Membuka Belenggu Diskriminasi Rasial
Fokus

Membuka Belenggu Diskriminasi Rasial

Masyarakat etnis Cina kini bisa leluasa merayakan Tahun Baru Imlek. Namun, masih banyak peraturan yang berbau diskriminasi rasial terhadap orang Cina. Bahkan, disriminasi rasial ini juga dialami oleh "pahlawan" yang telah membela tanah airnya—Indonesia--dalam berbagai pertandingan internasional. Kini, sudah saatnya membuka belenggu diskriminasi rasial itu.

APr
Bacaan 2 Menit

Selama rezim Orba berkuasa, malah segala sesuatu yang bernuansa kebudayaan Cina haram hukumnya hidup Indonesia. Instruksi Presiden (Inpres) No.14/1967 menegaskan bahwa segala kegiatan keagamaan, kepercayaan, dan adat istiadat tidak boleh dilakukan secara terbuka. Inpres ini lahir sebagai buntut dari Gerakan 30 September/PKI, karena banyak warga keturunan Cina dianggap menyokong aktivitas PKI. Apalagi, pada akhir kepemimpinan Soekarno, hubungan antara Indonesia dan RRC begitu mesra, hingga tercipta Poros Jakarta-Beijing.
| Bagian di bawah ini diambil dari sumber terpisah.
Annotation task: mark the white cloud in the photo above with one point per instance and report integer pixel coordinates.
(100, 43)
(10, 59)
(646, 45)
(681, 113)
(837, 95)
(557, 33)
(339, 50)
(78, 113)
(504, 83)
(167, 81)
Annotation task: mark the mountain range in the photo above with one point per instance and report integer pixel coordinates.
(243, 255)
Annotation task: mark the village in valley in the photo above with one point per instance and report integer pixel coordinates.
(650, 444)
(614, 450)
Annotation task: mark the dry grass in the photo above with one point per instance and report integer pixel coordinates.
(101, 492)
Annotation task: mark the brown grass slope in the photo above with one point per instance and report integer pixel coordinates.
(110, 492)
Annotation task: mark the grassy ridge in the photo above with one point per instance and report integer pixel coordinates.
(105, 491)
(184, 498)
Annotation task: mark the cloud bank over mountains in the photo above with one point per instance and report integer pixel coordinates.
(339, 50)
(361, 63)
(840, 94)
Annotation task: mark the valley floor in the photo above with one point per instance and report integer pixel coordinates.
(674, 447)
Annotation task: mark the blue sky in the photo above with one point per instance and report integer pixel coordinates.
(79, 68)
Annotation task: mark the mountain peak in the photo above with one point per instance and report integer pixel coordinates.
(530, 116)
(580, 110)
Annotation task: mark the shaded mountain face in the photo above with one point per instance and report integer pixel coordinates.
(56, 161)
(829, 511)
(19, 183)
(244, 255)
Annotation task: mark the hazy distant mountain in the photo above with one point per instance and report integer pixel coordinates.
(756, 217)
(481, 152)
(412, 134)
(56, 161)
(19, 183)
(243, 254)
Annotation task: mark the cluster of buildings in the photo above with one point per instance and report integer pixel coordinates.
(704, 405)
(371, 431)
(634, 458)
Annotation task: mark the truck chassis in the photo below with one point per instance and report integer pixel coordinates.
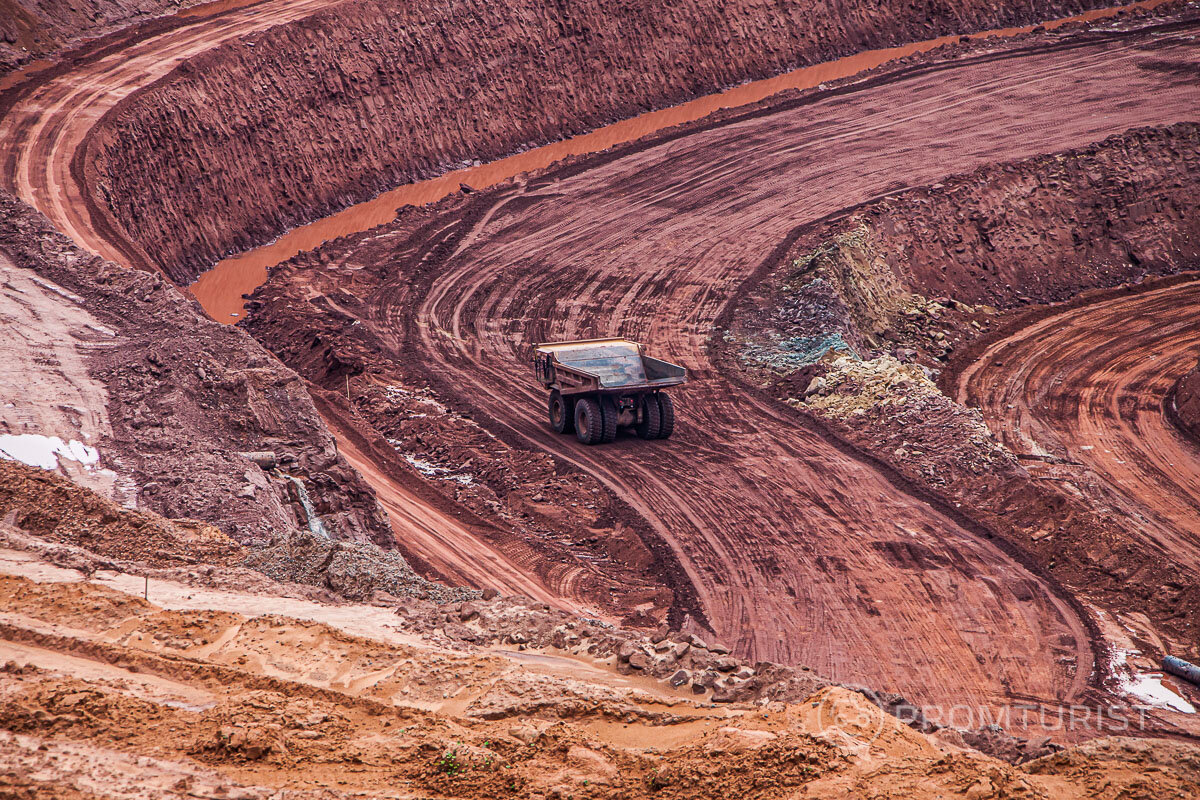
(598, 386)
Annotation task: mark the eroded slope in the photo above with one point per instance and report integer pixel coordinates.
(341, 106)
(775, 527)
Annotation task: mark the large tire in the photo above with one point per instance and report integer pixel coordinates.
(652, 417)
(588, 421)
(666, 411)
(610, 419)
(562, 413)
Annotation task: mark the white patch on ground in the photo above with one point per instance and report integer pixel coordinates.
(49, 403)
(429, 469)
(45, 451)
(1146, 687)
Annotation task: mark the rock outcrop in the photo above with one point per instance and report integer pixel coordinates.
(33, 29)
(192, 402)
(279, 128)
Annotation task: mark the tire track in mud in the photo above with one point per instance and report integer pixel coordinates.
(798, 553)
(1081, 394)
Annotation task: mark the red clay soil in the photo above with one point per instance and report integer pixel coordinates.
(1033, 230)
(1083, 395)
(309, 118)
(33, 29)
(1185, 403)
(43, 121)
(186, 396)
(798, 552)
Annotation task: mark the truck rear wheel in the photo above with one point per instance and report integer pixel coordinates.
(588, 421)
(666, 411)
(610, 419)
(562, 413)
(652, 417)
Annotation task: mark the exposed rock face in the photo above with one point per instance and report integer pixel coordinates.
(35, 28)
(190, 400)
(1187, 402)
(1041, 229)
(279, 128)
(913, 280)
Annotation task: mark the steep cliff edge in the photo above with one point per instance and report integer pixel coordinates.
(186, 397)
(1187, 402)
(279, 128)
(863, 313)
(31, 29)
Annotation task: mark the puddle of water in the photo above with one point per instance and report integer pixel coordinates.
(220, 290)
Karena itu, muncul kecurigaan masyarakat enis Cina di Indonesia masih memiliki ikatan kuat dan lebih loyal terhadap tanah leluhurnya. Lalu muncullah Tap MPRS No.32/1966 tentang pelarangan penggunaan bahasa dan aksara mandarin dalam media massa dan dalam nama toko atau perusahaan. Bukan hanya itu, malah ada Keputusan Presidium tentang prosedur penggantian nama keluarga Cina yang asli ke nama Indonesia.

Misalnya, konglomerat Soedono Salim--pendiri Grup Salim--itu bernama asli Liem Soei Liong. Begitu pula dengan konglomerat lainnya, seperti Eka Tjipta Widjaya, Prajogo Pangestu, atau Rachman Halim. Soeharto merangkul para taipan ini dengan memberikan berbagai fasilitas khusus. Pada akhirnya, kekayaan para taipan--yang hanya sedikit, tapi menguasai perekonomian nasional--kerap mengundang kecemberuan dari masyarakat pribumi. Bahkan, tidak sedikit yang mencuat menjadi isu "anti Cina".
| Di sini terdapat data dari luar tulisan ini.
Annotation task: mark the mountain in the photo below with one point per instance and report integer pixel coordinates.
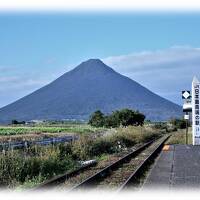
(90, 86)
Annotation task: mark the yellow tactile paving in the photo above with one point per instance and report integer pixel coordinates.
(166, 147)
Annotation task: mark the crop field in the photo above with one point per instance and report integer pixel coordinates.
(18, 130)
(28, 167)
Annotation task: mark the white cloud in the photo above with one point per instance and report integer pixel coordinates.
(166, 72)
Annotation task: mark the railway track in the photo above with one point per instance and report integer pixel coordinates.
(117, 174)
(124, 173)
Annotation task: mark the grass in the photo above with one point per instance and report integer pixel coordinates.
(179, 137)
(28, 167)
(18, 130)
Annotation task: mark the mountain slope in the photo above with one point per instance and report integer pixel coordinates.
(90, 86)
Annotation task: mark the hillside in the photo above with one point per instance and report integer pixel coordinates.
(90, 86)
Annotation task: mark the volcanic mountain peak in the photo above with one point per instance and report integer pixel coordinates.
(91, 86)
(93, 66)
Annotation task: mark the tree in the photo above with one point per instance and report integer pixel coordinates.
(124, 117)
(97, 119)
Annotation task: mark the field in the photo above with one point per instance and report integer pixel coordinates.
(76, 128)
(179, 137)
(30, 166)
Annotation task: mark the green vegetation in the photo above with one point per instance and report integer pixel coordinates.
(16, 130)
(36, 163)
(33, 165)
(178, 123)
(124, 117)
(179, 137)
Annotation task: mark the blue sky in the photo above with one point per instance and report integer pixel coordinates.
(159, 50)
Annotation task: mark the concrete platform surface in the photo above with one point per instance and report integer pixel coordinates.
(178, 166)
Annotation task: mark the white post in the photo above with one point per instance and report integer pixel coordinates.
(195, 111)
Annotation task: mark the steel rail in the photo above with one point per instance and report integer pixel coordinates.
(133, 177)
(106, 171)
(61, 178)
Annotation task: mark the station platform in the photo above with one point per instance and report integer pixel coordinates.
(178, 166)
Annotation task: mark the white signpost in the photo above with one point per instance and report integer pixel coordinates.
(196, 111)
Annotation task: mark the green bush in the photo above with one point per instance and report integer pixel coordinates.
(124, 117)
Menjelang Soeharto lengser, Jakarta dan Solo dilanda lautan api. Toko milik Cina banyak yang dirusak dan dijarah. Karena itu, rumah dan toko yang ingin selamat lalu buru-buru menempel "asli pribumi". Selama kerusuhan sosial pada 12-14 Mei 1998 itu dikabarkan, puluhan wanita keturunan Cina menjadi sasaran perkosaan dan pelecehan seksual secara sistematis. Komnas HAM malah menyatakan, perkosaan terhadap wanita Cina tersebut dilakukan secara terorganisasi dan terkoordinasi.
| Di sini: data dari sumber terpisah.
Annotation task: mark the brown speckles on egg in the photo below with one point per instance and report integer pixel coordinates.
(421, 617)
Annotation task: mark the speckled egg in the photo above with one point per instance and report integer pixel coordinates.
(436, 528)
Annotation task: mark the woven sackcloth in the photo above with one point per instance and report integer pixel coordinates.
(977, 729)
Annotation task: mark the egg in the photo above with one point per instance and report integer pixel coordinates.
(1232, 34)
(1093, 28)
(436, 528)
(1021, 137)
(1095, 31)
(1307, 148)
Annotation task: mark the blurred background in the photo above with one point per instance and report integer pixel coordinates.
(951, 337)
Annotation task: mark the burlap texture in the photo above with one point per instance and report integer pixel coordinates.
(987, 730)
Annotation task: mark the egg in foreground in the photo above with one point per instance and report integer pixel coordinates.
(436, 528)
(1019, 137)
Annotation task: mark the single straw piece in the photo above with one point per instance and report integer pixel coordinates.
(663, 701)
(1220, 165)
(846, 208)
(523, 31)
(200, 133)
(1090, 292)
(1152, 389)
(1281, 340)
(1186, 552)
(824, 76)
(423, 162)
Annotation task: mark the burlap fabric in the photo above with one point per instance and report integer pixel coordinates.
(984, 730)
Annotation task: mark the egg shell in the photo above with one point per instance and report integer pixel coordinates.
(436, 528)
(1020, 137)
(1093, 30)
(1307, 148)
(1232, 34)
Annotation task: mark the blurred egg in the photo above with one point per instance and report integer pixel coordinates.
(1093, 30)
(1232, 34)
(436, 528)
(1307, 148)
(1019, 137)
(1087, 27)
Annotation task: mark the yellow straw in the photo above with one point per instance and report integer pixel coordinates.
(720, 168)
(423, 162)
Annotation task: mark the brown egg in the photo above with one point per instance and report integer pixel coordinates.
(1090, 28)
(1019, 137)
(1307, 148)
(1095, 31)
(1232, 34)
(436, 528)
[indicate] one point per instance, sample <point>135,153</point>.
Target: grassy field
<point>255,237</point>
Setelah rezim Orde Baru tumbang, Presiden Habibie mengeluarkan Inpres No.26/1998 yang menghapuskan penggunaan istilah pribumi dan nonpribumi. Inpres ini keluar sebagai respons atas kerusuhan--terutama yang terjadi di Jakarta, Surakarta, dan Medan--yang bersumber pada berbagai bentuk diskriminasi rasial terhadap golongan Tionghoa. Inpres ini memberikan arahan agar pejabat pemerintah memberikan layanan yang sama kepada setiap warganegara.

Masyarakat Cina menyambut gembira ketika Presiden Abdurrahman Wahid mengeluarkan Keppres No.6/2000 yang mencabut Inpres No14/1967. Sejak saat itu, atraksi Barongsai dan Liong ditampilkan dalam berbagai upacara, termasuk perayaan Imlek. Apalagi, setelah Presiden Megawati menetapkan Tahun Baru Imlek sebagai hari libur nasional. Masyarakat Cina pun kini bisa bebas mengungkapkan, "Gong Xi Fai Cai" (selamat tahun baru, semoga sejahtera).  Orang juga sudah bisa menikmati koran dan siaran TV berbahasa Mandarin.

Meskipun sudah ada kebijakan yang lebih manusiawi, belenggu diskriminasi terhadap masyarakat Cina belum dihapuskan sepenuhnya. Tampaknya, apa yang terjadi baru simbolik dan pada wilayah permukaan. Sementara di sisi lain, masyarakat Cina tetap memperoleh perlakuan-perlakuan "khusus" yang bertentangan dengan HAM, khususnya berkaitan dengan catatan sipil.